CLD
  • Data
  • Contribute
  • Publications
  • Team

Data

The Comparative Legislators Database (CLD) is a one-stop shop for rich, diverse and integrated individual-level data on national political representatives. The database contains information for over 45,000 contemporary and historical legislators from 14 countries and the European Parliament. In our project, we unite collaborative micro-data collection efforts. We bring these together through the use of Wikipedia and Wikidata.


Data access

There are multiple ways to access the data depending your use-case. You can download individual .csv files for individual legislatures, generate SQL queries to gather specific information from the database, and finally use the legislatoR package for the software environment R.
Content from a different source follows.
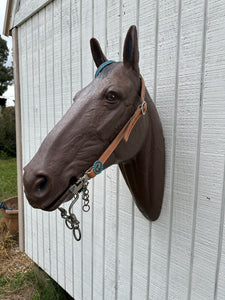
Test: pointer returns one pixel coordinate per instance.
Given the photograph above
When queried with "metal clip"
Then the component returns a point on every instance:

Below you will find an overview of our current coverage and other databases that the CLD can be integrated with:

Country Legislative sessions Politicians (unique) Integrated with CSV
Austria (Nationalrat) all 27
(1920-2019)
1,923 ParlSpeech V2 (Rauh/Schwalbach 2020)
Canada (House of Commons) all 43
(1867-2019)
4,515
Czech Republic (Poslanecka Snemovna) all 8
(1992-2017)
1,020 ParlSpeech V1 (Rauh et al. 2017)
France (Assemblée) all 15
(1958-2017)
3,933
Germany (Bundestag) all 19
(1949-2017)
4,075 BTVote data (Bergmann et al. 2018),
ParlSpeech V1 (Rauh et al. 2017),
Reelection Prospects data (Stoffel/Sieberer 2017)
Ireland (Dail) all 33
(1918-2020)
1,408 Database of Parliamentary Speeches in Ireland (Herzog/Mikhaylov 2017)
Scotland (Parliament) all 5
(1999-2016)
305 ParlScot (Braby/Fraser 2021)
Spain (Congreso de los Diputados) all 14
(1979-2019)
2634 ParlSpeech V2 (Rauh/Schwalbach 2020)
United Kingdom (House of Commons) all 58
(1801-2019)
13,215 EggersSpirling data (starting from
38th session, Eggers/Spirling 2014),
ParlSpeech V1 (Rauh et al. 2017)
United States (House and Senate) all 116
(1789-2019)
12,512 Voteview data (Lewis et al. 2019),
Congressional Bills Project data (Adler/Wilkserson 2018)
10 338 45,540 12

Structure

The CLD comes as a relational database. This means that all tables can be joined with the Core table via one of two keys - the Wikipedia page ID or the Wikidata ID. These keys uniquely identify individual politicians. The figure below illustrates this structure and the CLD's content.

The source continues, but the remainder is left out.